Results: Family 1 included two brothers with short stature (−3.5, −1.9 SDS) and advanced BAs (3.5, 3.0 years over chronological age (CA)). Their mother was a normal height until her linear growth stopped at age 10 years (2 years prior to menarche) with an adult height of 145.9 cm (−2.7 SDS). Similarly, in families 2 and 3, all affected children had short stature (−2.1 to −2.9 SDS), advanced BA (1.54.0 years over CA). All affected adults reported early linear growth cessation (age 1213 years) despite normal puberty, yielding decreased adult heights (−4.0 to −2.4 SDS). No endocrine explanation for short stature or advanced BA was detected in any affected individual. Less consistent features included macrocephaly, midface hypoplasia, brachydactyly, exaggerated lumbar lordosis, and early onset knee osteoarthritis. In each family, whole exome sequencing identified a novel, heterozygous variant in aggrecan (ACAN), a proteoglycan component of the extracellular matrix in growth plate and other cartilage structures. The mutations were present in all affected subjects, but in no unaffected family members.
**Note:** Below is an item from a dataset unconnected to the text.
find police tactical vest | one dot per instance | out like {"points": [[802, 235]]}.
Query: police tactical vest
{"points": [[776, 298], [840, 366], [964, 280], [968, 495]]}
Two of the variants were predicted to be complete loss-of-function variants, one frameshift and one canonical splice site mutation, and the third variant was a missense variant leading to loss of a highly evolutionarily conserved residue in the C-type lectin domain of ACAN.
Conclusion: Our findings indicate that aggrecan mutations can present as autosomal dominant short stature with advanced BA and early growth cessation. Our findings expand the spectrum of aggrecan defects and provide a molecular genetic etiology for the unusual child with short stature and accelerated skeletal maturation.